Deg! Klea benar-benar tidak menyangka bahwa Adam akan berkata seperti itu.

Adam tersenyum, ia mengusap air mata adiknya, “Jangan nangis. Kan kalo kangen papah kita bisa ke pantai, kita ngobrol sama papah. Dan mamah juga jangan nangis,” ucapnya setelah itu mengusap air mata Klea juga

“Mas Adam ngga suka dua bidadari Mas nangis kayak gini, nanti papah juga marah loh. Jangan nangis lagi, ya? Mas Adam janji akan jagain kalian berdua sampai Mas Adam dewasa nanti,” ucapnya menatap Klea dan Alea secara bergantian

“Ale, mas juga minta maaf ya sama kamu masalah tadi. Nanti mas bakal pinjemin mainan mas ke kamu, tapi kamu maafin mas, ya?” ucap Adam menatap Alea

Alea mengangguk.

Klea tersenyum hangat, lalu ia langsung membawa Adam dan Alea ke dekapannya.

Mereka bertiga berpelukan sambil menangis. Setelah semua rintangan mereka lalui bertiga, mereka akhirnya berada sampai di titik mana saling menguatkan satu sama lain.

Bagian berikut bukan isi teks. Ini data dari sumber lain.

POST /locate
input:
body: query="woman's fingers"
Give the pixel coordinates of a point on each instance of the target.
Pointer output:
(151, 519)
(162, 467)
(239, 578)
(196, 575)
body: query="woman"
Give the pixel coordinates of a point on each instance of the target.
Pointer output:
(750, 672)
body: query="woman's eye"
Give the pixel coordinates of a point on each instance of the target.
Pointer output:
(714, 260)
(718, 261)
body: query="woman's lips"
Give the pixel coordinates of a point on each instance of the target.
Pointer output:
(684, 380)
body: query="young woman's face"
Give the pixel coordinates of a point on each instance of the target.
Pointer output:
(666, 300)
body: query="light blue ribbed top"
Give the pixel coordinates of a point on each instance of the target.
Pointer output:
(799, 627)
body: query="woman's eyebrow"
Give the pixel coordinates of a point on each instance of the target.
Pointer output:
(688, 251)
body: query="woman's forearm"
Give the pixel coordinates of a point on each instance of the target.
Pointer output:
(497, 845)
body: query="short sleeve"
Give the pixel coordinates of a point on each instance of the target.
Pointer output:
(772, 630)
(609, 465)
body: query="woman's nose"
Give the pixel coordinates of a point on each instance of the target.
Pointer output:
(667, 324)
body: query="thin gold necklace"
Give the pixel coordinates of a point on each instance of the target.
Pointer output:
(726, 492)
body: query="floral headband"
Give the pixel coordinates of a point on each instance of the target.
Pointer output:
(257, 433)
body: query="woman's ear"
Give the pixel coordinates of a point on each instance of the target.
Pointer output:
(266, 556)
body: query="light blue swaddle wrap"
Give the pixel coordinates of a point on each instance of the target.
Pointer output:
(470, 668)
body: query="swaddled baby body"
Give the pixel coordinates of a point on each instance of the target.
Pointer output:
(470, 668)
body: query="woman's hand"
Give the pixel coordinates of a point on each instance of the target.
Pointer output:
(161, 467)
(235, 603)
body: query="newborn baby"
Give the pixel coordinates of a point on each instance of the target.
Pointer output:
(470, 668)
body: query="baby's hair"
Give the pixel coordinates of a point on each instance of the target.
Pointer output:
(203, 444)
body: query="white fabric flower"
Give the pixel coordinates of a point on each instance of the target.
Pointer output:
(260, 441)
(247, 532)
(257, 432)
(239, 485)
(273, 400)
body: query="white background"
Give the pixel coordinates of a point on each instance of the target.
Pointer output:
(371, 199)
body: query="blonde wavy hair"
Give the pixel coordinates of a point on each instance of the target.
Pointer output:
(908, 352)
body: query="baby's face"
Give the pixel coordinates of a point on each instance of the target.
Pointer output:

Di sisi lain, Agam mendengarkan perbincangan mereka bertiga dari luar. Agam tersenyum getir, dadanya terasa sangat sesak. Ialah orang satu-satunya yang selama ini selalu menyaksikan kepedihan keluarga Klea. Ia juga yang selama ini membantu Klea untuk menguatkan dirinya demi anak-anaknya.

“Kak.... Lo bener-bener hebat banget. Gue janji kak, gue janji bakal terus jagain lo dan anak-anak lo. Gue juga janji mas sama lo, gue janji bakal jagain istri dan anak-anak lo.”